First of all it is an expression of the Christian conformity, of that which all Christians who, with the risk of their lives and with a tremendous transformation of their lives, entered, the Christian congregations, accepted when they did so. So a dogma is never an individual statement or a theoretical statement: it is an expression of a reality, the reality of the Church.
Secondly, all dogmas are formulated negatively, namely as a reaction against misinterpretations from inside the Church. This is even true of the Apostolic Creed.
We will come to the first article, “I believe in God the Almighty, Creator of heaven and earth.” This is not simply a statement which says something in itself, but it is the rejection of dualism, of Manichaeism, after a life and death struggle of a hundred years. And so also with all the other dogmas. The later they are, the more they show clearly this negative character. They are PROTECTIVE DOCTRINES, protecting the substance of the Biblical message. This substance was fluid. It had, of course, a core which was fixed, the confession that Jesus was the Christ, but beyond this everything was in motion. But now doctrines came up which seemed to undercut this fundamental statement, and the protective doctrines were added to it. In this way the dogma arose. Luther still knew this, that dogmas are not results of a theoretical interest, but of the need for protection of the Christian substance.

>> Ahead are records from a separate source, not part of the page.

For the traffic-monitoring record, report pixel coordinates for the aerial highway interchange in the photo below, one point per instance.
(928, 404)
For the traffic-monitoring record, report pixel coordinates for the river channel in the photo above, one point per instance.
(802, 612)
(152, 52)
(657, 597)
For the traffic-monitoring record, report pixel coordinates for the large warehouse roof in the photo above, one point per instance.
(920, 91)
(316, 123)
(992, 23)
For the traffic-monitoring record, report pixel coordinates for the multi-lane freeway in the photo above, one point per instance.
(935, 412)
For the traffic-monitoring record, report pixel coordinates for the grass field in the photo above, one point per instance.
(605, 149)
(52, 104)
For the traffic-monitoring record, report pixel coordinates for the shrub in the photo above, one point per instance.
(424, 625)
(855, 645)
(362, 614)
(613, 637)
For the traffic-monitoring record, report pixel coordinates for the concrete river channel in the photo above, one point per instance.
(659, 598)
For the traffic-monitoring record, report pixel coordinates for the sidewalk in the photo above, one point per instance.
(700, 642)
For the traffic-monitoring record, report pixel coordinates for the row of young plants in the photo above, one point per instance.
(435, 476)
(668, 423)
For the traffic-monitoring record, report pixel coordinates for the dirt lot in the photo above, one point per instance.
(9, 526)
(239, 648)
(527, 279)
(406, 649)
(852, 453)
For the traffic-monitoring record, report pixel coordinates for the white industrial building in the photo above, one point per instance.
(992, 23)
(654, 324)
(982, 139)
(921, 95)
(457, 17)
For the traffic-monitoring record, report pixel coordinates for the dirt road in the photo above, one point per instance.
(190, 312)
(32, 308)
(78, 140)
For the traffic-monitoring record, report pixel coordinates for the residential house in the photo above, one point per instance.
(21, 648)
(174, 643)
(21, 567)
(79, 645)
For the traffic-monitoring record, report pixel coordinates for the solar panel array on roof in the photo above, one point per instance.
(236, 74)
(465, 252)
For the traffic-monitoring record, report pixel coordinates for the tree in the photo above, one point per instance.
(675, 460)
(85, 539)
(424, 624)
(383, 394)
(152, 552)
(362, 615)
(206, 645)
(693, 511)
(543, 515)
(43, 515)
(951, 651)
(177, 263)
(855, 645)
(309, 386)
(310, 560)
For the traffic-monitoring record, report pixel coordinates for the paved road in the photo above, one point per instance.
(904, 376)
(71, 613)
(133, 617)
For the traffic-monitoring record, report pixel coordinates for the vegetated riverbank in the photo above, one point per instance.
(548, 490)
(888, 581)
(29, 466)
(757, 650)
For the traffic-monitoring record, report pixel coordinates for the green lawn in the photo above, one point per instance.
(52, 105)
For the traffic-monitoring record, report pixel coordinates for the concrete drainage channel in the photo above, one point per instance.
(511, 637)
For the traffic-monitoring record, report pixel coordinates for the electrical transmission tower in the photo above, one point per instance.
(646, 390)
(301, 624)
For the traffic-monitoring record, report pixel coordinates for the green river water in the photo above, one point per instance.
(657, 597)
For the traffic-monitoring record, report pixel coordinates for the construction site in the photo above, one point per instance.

Now these statements again could be misinterpreted, and if this was done, then a sharper theoretical formulation was necessary. In order to do this, it was necessary to use philosophical terms. In this way the many philosophical concepts came into the Christian dogma, not because people were interested in them – again Luther is very frank about it: he openly declared he disliked terms like “Trinity,” “homoousios,” or similar words, but he said they must be used, unfortunately, because we have no better terms. This is the theoretical formulation which comes if other theoretical people formulate the doctrine in such a way that the substance seems to be endangered by a leading group in the Church.